МИСТЕРИИ МОРИСА БУШОРА

Должно заметить, что неоромантики слишком часто стараются убедить критиков, вместо того чтобы покорить зрителей.

Подобно Метерлинку, Морис Бушор дает публике художественное исповедание в объяснительном письме к критику Жюлю Леметру по поводу своей мистической драмы«Елевзинские таинства»[1232].У автора немалые претензии. Он желает символическими образами, заимствованными из древнегреческих мистерий, выразить весь мировой процесс развития, причем в довольно странном сочетании сближает мифологию с христианскими догматами, философию неоплатоников с современной научной теорией эволюции. Олимпийский Зевс постоянно превращается, достигая высших и высших форм нравственной жизни и увлекая за собою в бесконечные пути к совершенству все тени усопших, все бесчисленные души, заключенные в Аиде. Хорошо знакомый нам как неисправимый поклонник красивых женщин Эллады и ветреный муж ревнивой Геры, Зевс, очищенный и просветленный в конце XIX века в духе наивных спиритических книжек Аллан Кардек, представляет довольно безвкусное порождение неоромантической фантазии. Жюль Леметр, имея доброту отнестись серьезно к философским стремлениям пиесы, заметил Морису Бушору, что всякое эволюционное объяснение вселенной (то есть как ряда ступеней нравственного развития, причем каждая является средством для последующей) предполагает неустранимую долю несправедливости. В самом деле, почему же те, кто родились раньше, должны страдать и погибать для благополучия тех, кто родился позже, почему тени, сошедшие в Аид до преображения Зевса Олимпийского в светлейшую форму, должны изнывать и томиться во мраке смерти и рабства?

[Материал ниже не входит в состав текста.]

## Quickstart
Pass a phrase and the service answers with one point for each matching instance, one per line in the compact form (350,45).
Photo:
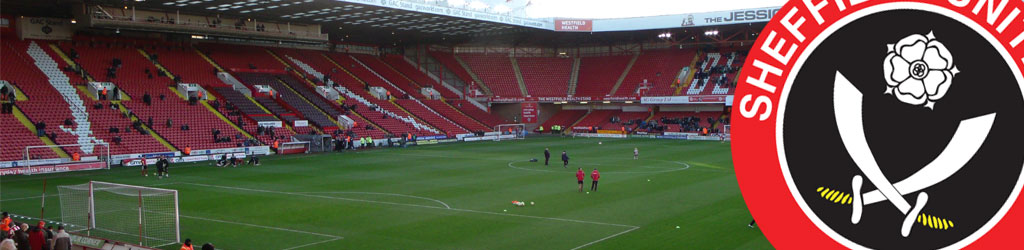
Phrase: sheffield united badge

На это Морис Бушор с торжественной важностью, как истинный жрец–мистагог III века, посвящающий в таинства Цецеры, отвечает критику, что в мистерии «освобождение даруется равно всем душам, заслуживающим его добродетелью, и ничто не заставляет думать, что тени, сошедшие в Аид ранее „transformation de Zeus'[1233]не участвуют в благодати нового закона. Души, выходящие первыми из Аида, суть как бы прекрасные первые плоды («Les premisses charmantes»), говорит Иаххос, будущее обильной жатвы. Я не мог на сцене показать необъятную толпу, но несколько „хоретов” должны изображать множество освобожденных душ. Ежели и здесь есть некоторая несправедливость, то лишь в том, что души, ранее сошедшие в Аид, долгое время ждут превращения Зевса — эволюции к высшей форме справедливости, так же, впрочем, как ведь и в христианском учении, где праведники старого закона долго томятся во тьме ада, ожидая Христа. Во всяком случае, это —minimumнесправедливости. И даже этотминимум, как будто вытекающий из моей пьесы, не должен беспокоить читателя, так как он имеет основание предполагать, что эволюция Зевса и Закона есть нечто совершенно символическое… В моих „Елевзинских таинствах” я не допускаю никакого разрушения личности. Я никогда не примкну к чистому буддизму, потому что верю, что жизнь прекрасна сама по себе и божественна, когда она открывается нам в проявлении высших сил. Любовь–жалость, проповедуемая Сакья–Муни, кажется мне не средством для погашения всяких желаний, всякой деятельности, на которые буддисты смотрят как на источники человеческих страданий; напротив, любовь сама в себе кажется мне целью, истинною и божественною целью всех существ… То, в чем я никогда себе не изменяю, — заключает Бушор, — есть самое главное, а именно: закон любви, закон, который требует, чтобы своего ближнего мы возлюбили, как самого себя».

Для подтверждения такой прописной морали не стоило прибегать к «Елевзинским таинствам», тревожить Зевса Олимпийского. Вообще надо заметить, что все эти рассуждения, несмотря на туманную мистическую внешность, довольно‑таки поверхностны и банальны, что выступает еще яснее благодаря наивной и тщетной претензии на философское глубокомыслие.